ESSAY
A Good Land

Deuteronomy 8 is organized as a new chiasm:

A. Remember and do commandments, 8:1-2

B. Manna and clothing in the wilderness, 8:3-4

C. Know in your heart that Yahweh disciplined you, 8:5-6

D. The good land, 8:7-10

C’. Do not be proud in heart, 8:11-14

B’. Manna and water, 8:15-17

A’. Remember and do, 8:18-20

At the center of this structure is a complex description of the “good land” that the Lord is giving to Israel. Verses 7-10 form a fairly clear chiasm within the chiasm of the chapter:

A. Good land, 7a

B. Land of water, with valleys and hills (Heb. har), 7b

C. Land of grains and fruit, 8a

D. Land of oil and honey, 8b

C’. Land of food (Heb. lechem, “bread”), 9a

B’. Land of iron, with copper in hills (Heb. har), 9b

A’. Good land, 10


At the center of the century of the chapter is the promise of a land of oil and honey, a variation of the usual “milk and honey.”

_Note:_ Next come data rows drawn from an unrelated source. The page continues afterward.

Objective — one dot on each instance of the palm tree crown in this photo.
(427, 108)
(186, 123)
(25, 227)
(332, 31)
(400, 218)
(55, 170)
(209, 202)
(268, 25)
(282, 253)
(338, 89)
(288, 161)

The phrase “good land” frames the central section (vv. 7, 10). “Good land” evokes the repeated declarations of Genesis 1 that the creation is “good,” and the description of the land fills out that creation reference in detail. The word “land” is used seven times in the D section (vv. 7 [2x], 8 [2x], 9 [2x], 10), and those seven descriptions of the land correspond to the seven days of creation.

  1. The good land: Day 1, the creation is made good. Day 1 is the first time Yahweh pronounces something good, and through Moses He pronounces the land good.
  2. A land of water: Day 2, the separation of waters. Verse 7’s description of the water system of the land is itself a small creation image that uses seven words: brooks, water, fountains (“eyes”), springs, flowing, valley, hills. It is indeed a well-watered land, like Eden.
  3. A fruitful land producing grain and fruit: Day 3, the grain and fruit trees spring from the earth. Verse 8 lists five fruits from the land, starting with the lowest (barley, wheat), moving to vines, and then upward to trees (fig, pomegranate). The fruit of the earth makes a virtual ladder to heaven.
  4. A land of olive oil and honey: Day 4, the rulers of the heavens. Olive oil is associated with rulers because it is used for anointing, for supplying a man with the ability to shine as a light among his people. Honey isn’t so obviously associated with rule, but honey is a reward for victory in battle (cf. Joshua conquering the land of honey; Samson defeating the lion and eating honey) or with energy for battle (Jonathan eating honey during battle). The child of Isaiah 7 eats curds and honey “at the time He knows to refuse good and choose evil,” that is, at the time he comes to royal maturity. Prophetic words are sometimes sweet as honey (cf. Ezekiel 3:3).
  5. A land without scarcity, lacking nothing: Day 5, the first day of blessing and command. The promise of Deuteronomy 8:9a is that Israel will never lack bread, a sign of the blessing that will rest on the land.
  6. A land of iron and copper: Day 6, creation of man. Adam was made of earth, and stones are often images of human beings in the Bible. Precious stones portray glorified human beings, and in a number of passages men of iron and copper appear, burnished men, no longer fragile clay but hardened into metal. Deuteronomy 8 refers to mining of copper, and that reference to metallurgy suggests another Day 6 association: Human beings become “iron” and “copper” as they mine and forget metals into tools, shelters, and machines. “Iron age” is not just a description of technology, but a way of describing the human way of being during that period of time.
  7. A good land of blessing and satisfaction: Day 7, Sabbath. In the good land, Israel enters into Yahweh’s goodness, into His rest and satisfaction with creation. On the Sabbath, Israel enters into the gift of the good land, and into the blessing of God. The Sabbath (shabat) is a day of satiation and satisfaction (saba’, the verb used in Deuteronomy 8:10).

In short, the gift of the land blossoms into seven gifts, the gifts of land, water, food, oil and honey, abundance, glorified earth, satisfaction. To receive the gift of the land is to receive the blessing of Yahweh. the gift of new creation.